Я был заинтригован. У меня действительно были знакомые среди музыкантов — да я и сам уже играл в профессиональном ансамбле. Но чтобы какой-то сосед обратился с музыкальным вопросом именно к Валерке?! Разве что Валерка распушил хвост — вон, мол, какие у меня друзья! Хотя и это сомнительно — хвалиться дружбой с ресторанным контрабасистом нормальный человек не будет…
Валерка тут же примчался. Оказывается, вчера, когда все уже разошлись, к нему зашел новый сосед по подъезду — сразу после работы — ну, помянуть деда и познакомиться поближе. Выпили, конечно, разговорились, и, слово за слово, Валерка рассказал соседу про друга детства, который музыкантом стал, — то есть про меня. Услышав это, тот заволновался и вдруг спросил, надежный ли я человек. Получив убедительный ответ, сосед под большим секретом поведал, что у него тоже был дед, после смерти которого на антресолях обнаружилась спрятанная скрипка — никто понятия не имел, откуда она взялась, — музыкантов в той семье отродясь не было. Первым и единственным (я добавил: “И естественным”) желанием было эту скрипку продать, но продешевить-то не хочется! Значит, нужна экспертиза, но она стоит немало — и хорошо, если скрипка окажется ценной, а вдруг барахло, тогда денег жалко. С другой стороны, если скрипка стоящая, то наверняка возникнет вопрос: откуда она взялась? Начнут копать, и вместо денег можно получить большие проблемы.
— В общем, до поры, — тут Валерка многозначительно на меня посмотрел, — скрипку надежно перепрятали и теперь ищут подходящего эксперта.
— Ну а я-то чем могу помочь? — спросил я.
— Вот, смотри. Он картинку срисовал, ее там внутри видно, ну, вроде клейма.
Валерка достал листок бумаги.

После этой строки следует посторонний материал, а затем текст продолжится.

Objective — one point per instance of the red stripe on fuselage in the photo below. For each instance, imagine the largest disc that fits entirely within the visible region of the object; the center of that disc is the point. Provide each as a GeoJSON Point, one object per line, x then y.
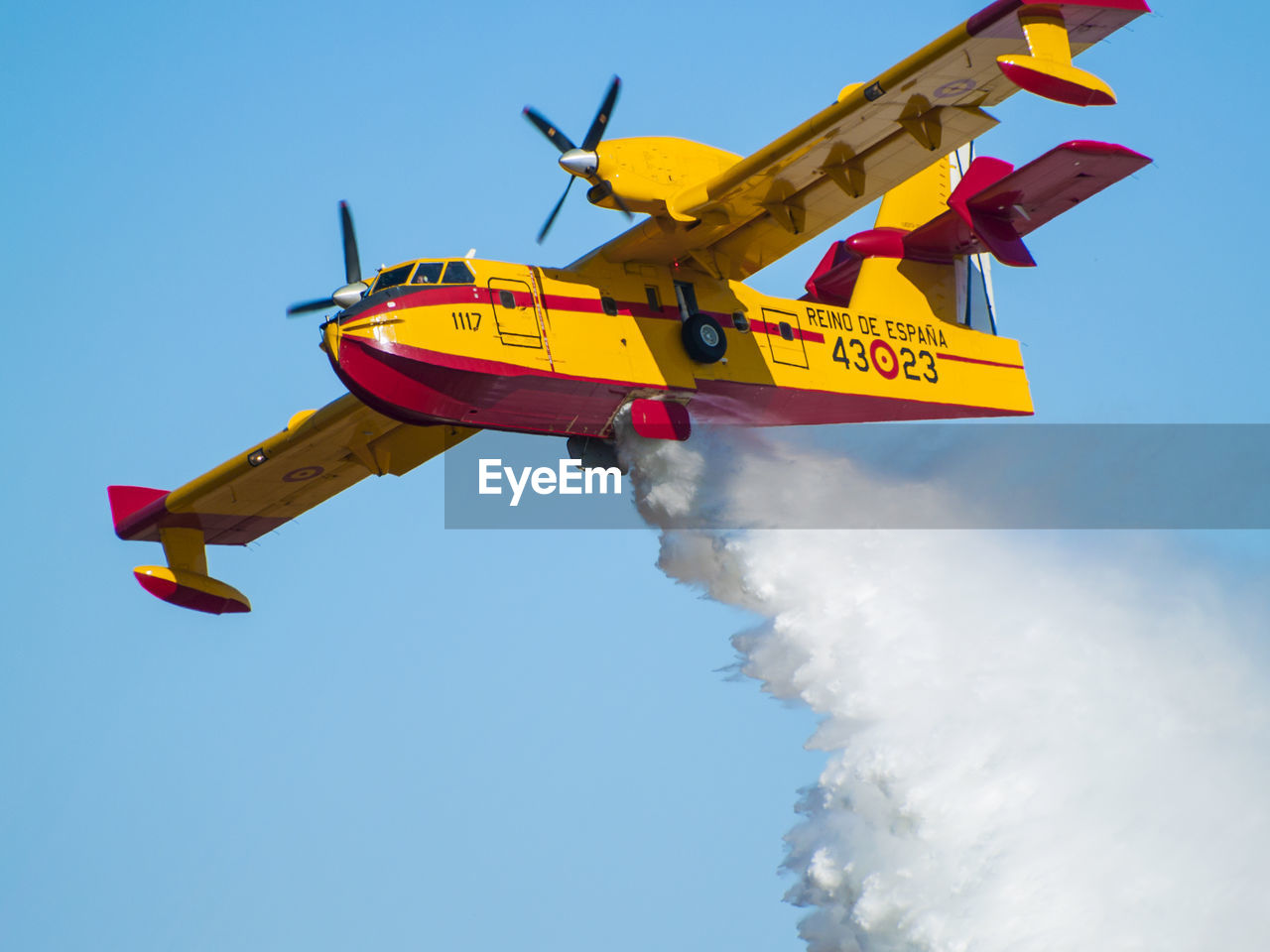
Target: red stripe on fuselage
{"type": "Point", "coordinates": [425, 386]}
{"type": "Point", "coordinates": [975, 359]}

На нем был нарисован крест и две латинские буквы — “A” и “S” в двойном круге.
— Ты узнай у кого-нибудь из своих, стоит ли с этим связываться, и цену хотя бы приблизительную, а если потом и покупатель найдется, который не станет лишние вопросы задавать, — вообще отлично, мы с тобой по пять процентов получим!
— Хорошо, — говорю, — я знаю, кому это показать.
Я действительно знал одного из старейших мастеров Москвы — это знакомство досталось мне вместе с требующим ремонта контрабасом, который я купил по случаю через руководителя своего ансамбля.
— Только ты про меня и про соседа не рассказывай, — прощаясь, попросил Валерка, — просто узнай, что сможешь, а потом будем думать.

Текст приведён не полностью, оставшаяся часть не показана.